Desde Noé e antes de Noé, jamais um idiota ousaria ser estadista. É verdade que, na velha Roma, um cavalo foi senador. Mas, o cavalo é um nobre animal, de maravilhoso frêmito nas ventas. E nunca se viu um idiota relinchar.

Pois bem.

Hoje, tudo é possível, tudo.

Há idiotas liderando povos, fazendo História e fazendo Lendas. Mao Tsé-tung seria impossível em outra época. Em nosso tempo, passa por ser um estadista gigantesco. Há rapazes, aqui, que se dizem da “linha chinesa”. Embora a distância geográfica que os separa, jovens brasileiros estão por conta de Mao Tsé-tung.

E, assim, lidos, viajados, falando vários idiomas, maridos das melhores mulheres – os nossos idiotas têm também os melhores cargos e exercem as funções mais transcendentes. Eu disse que estão por toda a parte: – na política como nas letras, nas finanças como no cinema, no Teatro como na pintura.

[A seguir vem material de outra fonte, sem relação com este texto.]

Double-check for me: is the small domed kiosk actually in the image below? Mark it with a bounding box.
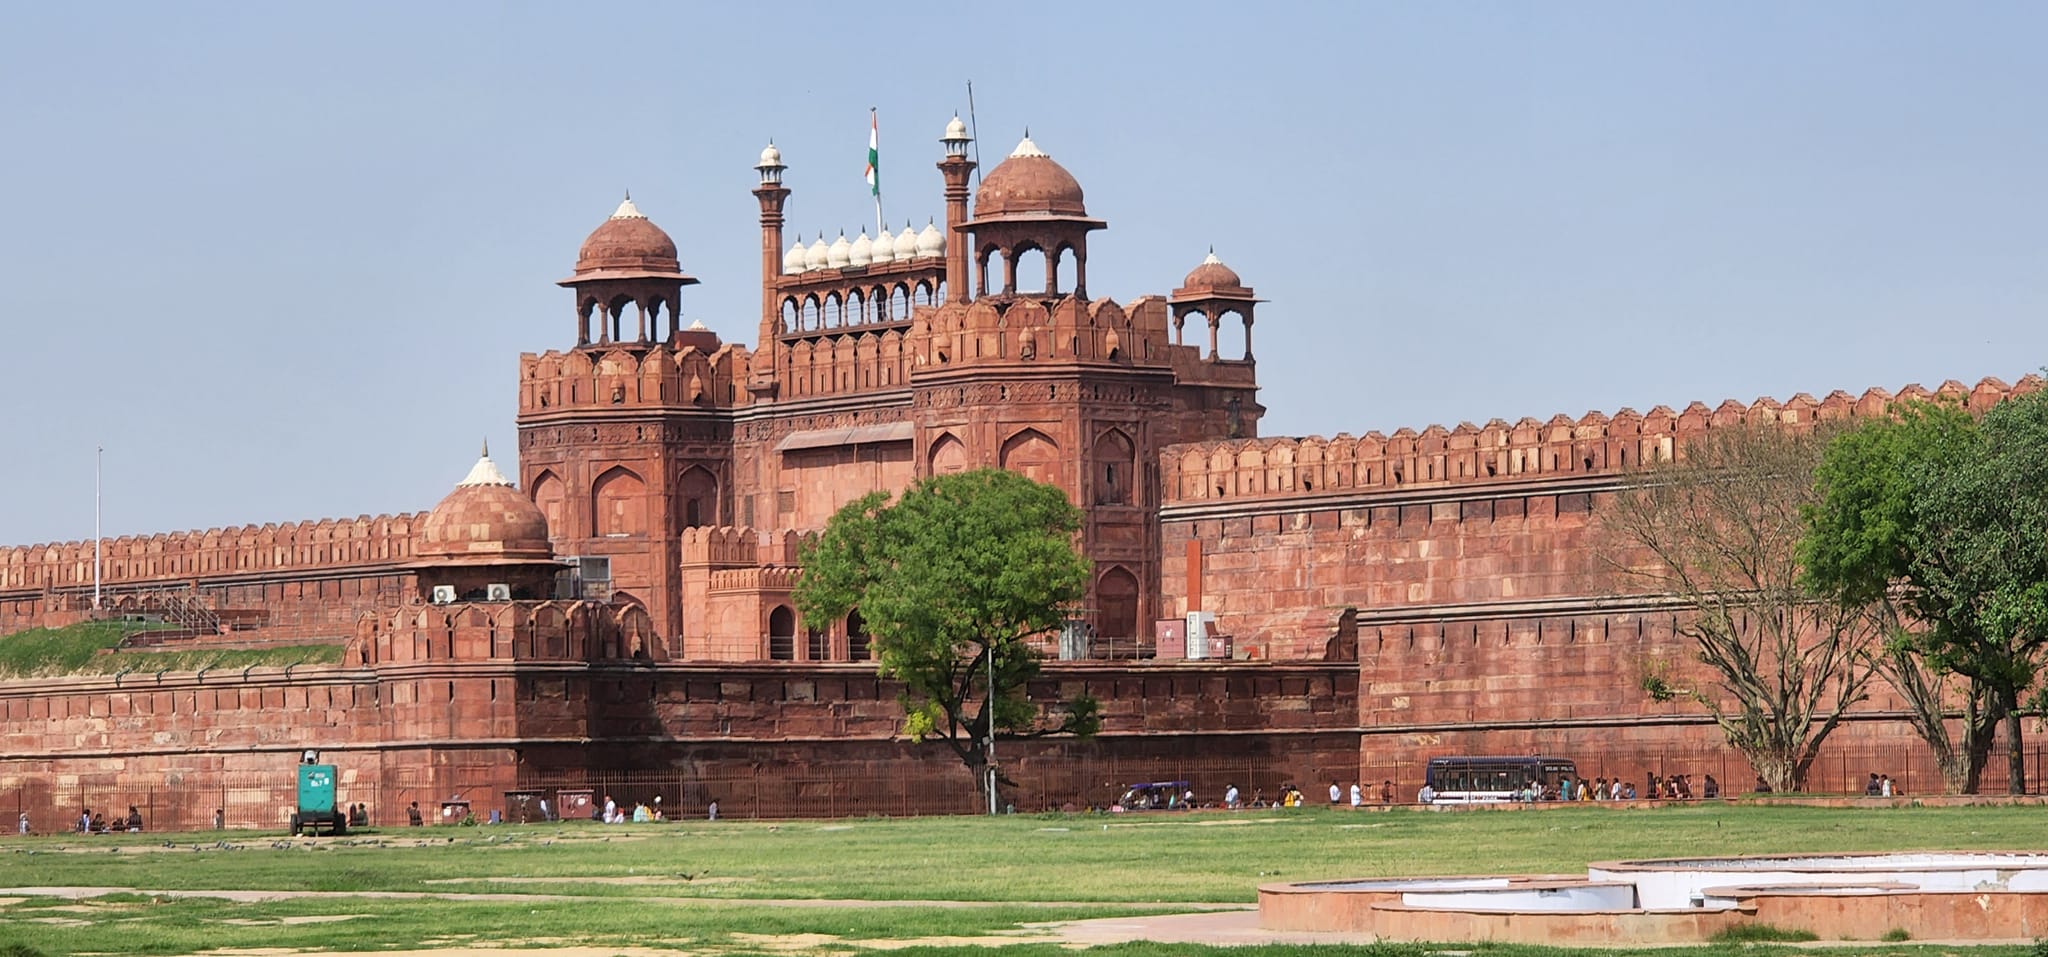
[962,134,1106,299]
[559,196,700,346]
[413,445,563,603]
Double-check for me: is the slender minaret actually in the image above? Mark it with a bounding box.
[938,116,976,304]
[752,142,790,397]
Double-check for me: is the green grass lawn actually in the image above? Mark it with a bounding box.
[0,804,2043,955]
[0,621,339,678]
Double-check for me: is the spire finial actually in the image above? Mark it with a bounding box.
[481,438,489,459]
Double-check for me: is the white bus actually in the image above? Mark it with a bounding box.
[1424,755,1577,803]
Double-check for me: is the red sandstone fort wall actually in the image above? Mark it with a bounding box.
[0,657,1357,830]
[1160,376,2045,794]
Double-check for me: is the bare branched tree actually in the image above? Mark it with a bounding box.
[1600,423,1877,792]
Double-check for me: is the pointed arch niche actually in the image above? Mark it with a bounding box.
[928,432,969,475]
[530,470,566,538]
[592,466,647,537]
[1000,428,1060,487]
[1092,429,1135,505]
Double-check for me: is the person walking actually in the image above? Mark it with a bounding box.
[1328,780,1341,806]
[1348,781,1363,808]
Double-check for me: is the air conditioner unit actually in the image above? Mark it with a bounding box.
[430,585,458,605]
[485,583,512,602]
[1186,611,1219,659]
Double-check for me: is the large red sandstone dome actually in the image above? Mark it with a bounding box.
[415,449,554,565]
[568,197,689,280]
[973,136,1087,218]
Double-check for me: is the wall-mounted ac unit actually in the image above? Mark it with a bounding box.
[430,585,458,605]
[485,583,512,602]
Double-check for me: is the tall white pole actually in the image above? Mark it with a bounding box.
[987,639,997,815]
[93,446,102,613]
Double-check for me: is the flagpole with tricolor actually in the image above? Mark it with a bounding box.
[865,108,883,235]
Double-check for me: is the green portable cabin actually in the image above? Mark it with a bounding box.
[291,763,346,835]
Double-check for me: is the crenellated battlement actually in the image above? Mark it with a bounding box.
[0,512,425,592]
[1161,375,2043,505]
[348,598,660,666]
[709,565,802,593]
[518,338,755,415]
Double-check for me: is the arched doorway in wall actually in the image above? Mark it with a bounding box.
[1097,566,1140,643]
[1000,428,1061,488]
[768,606,795,661]
[678,465,718,528]
[928,432,968,475]
[847,608,870,661]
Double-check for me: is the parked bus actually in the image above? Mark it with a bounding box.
[1424,756,1577,803]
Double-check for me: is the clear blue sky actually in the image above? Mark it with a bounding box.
[3,2,2043,545]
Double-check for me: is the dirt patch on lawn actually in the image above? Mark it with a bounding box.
[219,914,367,926]
[419,874,753,887]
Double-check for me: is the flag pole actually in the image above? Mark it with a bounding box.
[93,445,102,613]
[870,107,884,236]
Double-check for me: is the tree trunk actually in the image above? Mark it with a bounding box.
[2006,702,2027,795]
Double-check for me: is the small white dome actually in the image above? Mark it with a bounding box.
[849,230,873,266]
[757,142,783,168]
[871,228,895,264]
[916,220,944,258]
[893,221,919,259]
[827,232,852,268]
[783,239,807,274]
[805,235,830,271]
[944,115,969,140]
[1009,135,1048,159]
[611,194,647,220]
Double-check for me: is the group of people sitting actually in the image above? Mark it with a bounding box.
[74,805,144,833]
[344,803,370,827]
[597,794,666,823]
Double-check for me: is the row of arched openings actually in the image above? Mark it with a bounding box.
[782,281,944,333]
[767,606,870,662]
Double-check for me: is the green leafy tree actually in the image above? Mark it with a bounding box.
[795,468,1100,805]
[1601,423,1878,792]
[1802,400,2000,793]
[1807,389,2048,794]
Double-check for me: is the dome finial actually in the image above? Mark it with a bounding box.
[481,438,489,459]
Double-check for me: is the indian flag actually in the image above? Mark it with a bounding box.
[865,111,879,197]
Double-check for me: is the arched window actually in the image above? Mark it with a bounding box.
[1093,430,1135,505]
[847,609,870,661]
[768,606,795,660]
[1013,246,1048,295]
[678,465,718,528]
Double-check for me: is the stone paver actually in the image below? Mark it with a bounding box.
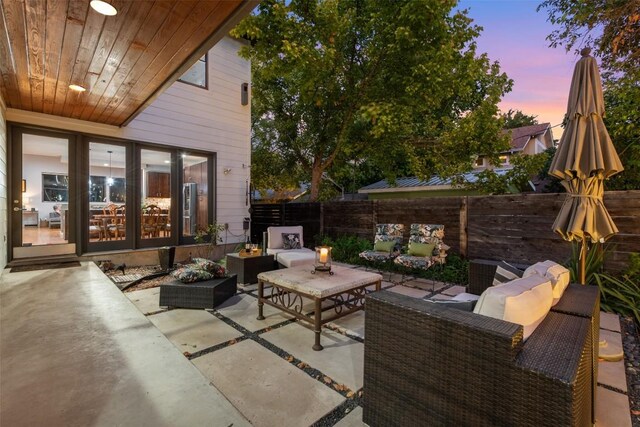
[327,311,365,339]
[595,386,632,427]
[334,406,364,427]
[386,285,429,299]
[217,294,292,331]
[380,280,395,289]
[600,311,621,332]
[147,309,241,353]
[125,287,163,315]
[262,322,364,391]
[599,329,624,360]
[441,285,467,296]
[430,294,452,300]
[403,278,446,292]
[192,339,345,427]
[598,358,627,392]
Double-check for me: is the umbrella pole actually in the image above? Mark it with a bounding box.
[579,236,587,285]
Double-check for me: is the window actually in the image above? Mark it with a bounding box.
[475,157,484,167]
[141,149,172,240]
[499,155,509,166]
[178,55,207,88]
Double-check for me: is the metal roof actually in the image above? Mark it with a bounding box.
[359,169,510,192]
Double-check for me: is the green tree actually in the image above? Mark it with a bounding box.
[500,108,539,129]
[537,0,640,75]
[233,0,513,201]
[462,149,554,195]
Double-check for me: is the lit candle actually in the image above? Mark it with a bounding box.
[319,248,328,264]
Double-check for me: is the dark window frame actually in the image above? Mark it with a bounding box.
[177,54,208,89]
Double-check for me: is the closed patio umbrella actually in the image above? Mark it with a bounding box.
[549,48,623,285]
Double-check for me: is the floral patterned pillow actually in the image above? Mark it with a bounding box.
[282,233,302,249]
[171,267,214,283]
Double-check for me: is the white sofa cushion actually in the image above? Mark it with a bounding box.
[267,226,304,249]
[473,275,553,340]
[523,260,570,305]
[267,248,316,267]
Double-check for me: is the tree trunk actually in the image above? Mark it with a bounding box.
[309,161,323,201]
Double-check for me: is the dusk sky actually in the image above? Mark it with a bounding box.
[458,0,584,139]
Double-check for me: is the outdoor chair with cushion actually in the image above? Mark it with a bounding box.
[363,264,599,426]
[393,224,448,270]
[48,211,61,228]
[266,225,316,268]
[359,224,404,263]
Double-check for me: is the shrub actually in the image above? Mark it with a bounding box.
[319,234,372,265]
[593,253,640,325]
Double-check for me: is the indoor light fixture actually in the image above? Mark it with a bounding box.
[69,84,86,92]
[106,150,114,186]
[90,0,117,16]
[22,179,26,192]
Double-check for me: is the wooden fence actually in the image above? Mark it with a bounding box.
[251,190,640,272]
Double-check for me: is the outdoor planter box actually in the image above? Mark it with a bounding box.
[159,274,237,310]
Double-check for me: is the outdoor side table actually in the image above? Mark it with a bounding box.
[226,253,275,286]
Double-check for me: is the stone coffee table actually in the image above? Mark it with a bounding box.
[257,265,382,350]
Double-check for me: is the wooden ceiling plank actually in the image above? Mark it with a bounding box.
[0,1,22,108]
[24,0,46,112]
[79,0,158,120]
[113,0,242,124]
[104,0,227,124]
[51,0,88,116]
[73,0,134,119]
[42,0,69,115]
[61,6,107,118]
[3,0,32,110]
[88,0,198,123]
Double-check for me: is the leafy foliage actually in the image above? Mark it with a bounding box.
[233,0,513,201]
[500,109,539,129]
[538,0,640,191]
[594,252,640,325]
[193,223,226,259]
[320,234,372,265]
[461,149,553,195]
[537,0,640,75]
[564,241,606,285]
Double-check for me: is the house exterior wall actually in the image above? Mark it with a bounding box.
[366,189,482,199]
[5,36,251,245]
[0,92,7,271]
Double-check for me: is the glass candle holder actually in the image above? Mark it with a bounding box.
[313,246,333,274]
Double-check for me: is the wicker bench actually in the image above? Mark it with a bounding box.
[363,263,599,426]
[159,275,237,309]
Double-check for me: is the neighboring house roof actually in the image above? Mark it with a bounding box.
[359,169,510,193]
[503,123,551,152]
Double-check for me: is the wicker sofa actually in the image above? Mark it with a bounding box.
[363,260,599,427]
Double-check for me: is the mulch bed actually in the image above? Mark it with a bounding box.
[621,316,640,426]
[11,261,81,273]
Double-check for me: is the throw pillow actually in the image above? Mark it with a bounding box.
[408,242,436,257]
[474,275,553,340]
[424,298,476,312]
[523,260,570,305]
[492,261,524,286]
[171,266,214,283]
[374,240,396,253]
[282,233,302,249]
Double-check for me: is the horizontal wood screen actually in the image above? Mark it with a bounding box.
[251,191,640,273]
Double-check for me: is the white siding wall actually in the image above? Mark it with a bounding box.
[5,37,251,245]
[0,92,7,271]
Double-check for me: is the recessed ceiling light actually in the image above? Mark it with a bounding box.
[103,163,109,167]
[90,0,117,16]
[69,84,86,92]
[164,160,171,164]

Outrora, os melhores pensavam pelos idiotas; hoje, os idiotas pensam pelos melhores. Criou-se uma situação realmente trágica: – ou o sujeito se submete ao idiota ou o idiota o extermina.

Dirão que exagero. Absolutamente. E é tão importante ser idiota, Tão decisivo, que já desponta a fauna, sem precedentes, dos “falsos cretinos”. São rapazes inteligentíssimos, bem-dotadíssimos, alguns beirando a genialidade.

Pois bem. O sujeito, para viver, ou sobreviver, enterra o próprio espírito, como as joias de Raskolnikov. E, se for preciso, ele finge debilidade mental e põe-se a babar na gravata, copiosamente.

Eu citaria o exemplo do Ferreira Gullar.

Ex-poeta maravilhoso. Seu livro “A luta corporal” ficou, se me permitem a ênfase, como um momento de eternidade.

Mas, o Ferreira Gullar foi cercado, envolvido, triturado pelos idiotas. E, hoje, só consente em ter espírito, à meia-noite, num terreno baldio, sob a luz de fúnebres lampiões.